According to local media, this demonstration is the biggest in the last 20 years. More than 1,000 local students marched from The Haagse Hogeschool to the Malieveld close to the Dutch ministry of finance, where they met thousands of others from across the country. Students wore protest banners with slogans such as "We are not going to pay for the economical crisis!" and "I am your future!"
"We think these cuts in our education is really wrong. It's a short term solutions for money, but in long turn it will hurt our people." Falko Evers, the chairman of students union of the Haagse Hogeschool, who are also one of the leaders of the demonstration, told Xinhua.
The cutting plan proposed that students who cannot finish their education in the given time, for each extra year, should pay a fine equals to 3,000 euros. The university will also pay 3,000 euros for each of these slow student. This plan is expected to result in around 370 million euro savings for the government.

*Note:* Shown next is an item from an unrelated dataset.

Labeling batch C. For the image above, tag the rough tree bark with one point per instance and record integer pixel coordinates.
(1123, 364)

The demonstrators said this is the most serious cutting on higher education since 1980s in Holland.
Some 1,000 professors from universities all over Holland also joined the demonstration in their full academic garb.
Police had taken extra security measures because of rumors that "radicals" were planning to disrupt the protests. But late in the afternoon, the demonstration passed off quietly and there had been no extreme activities.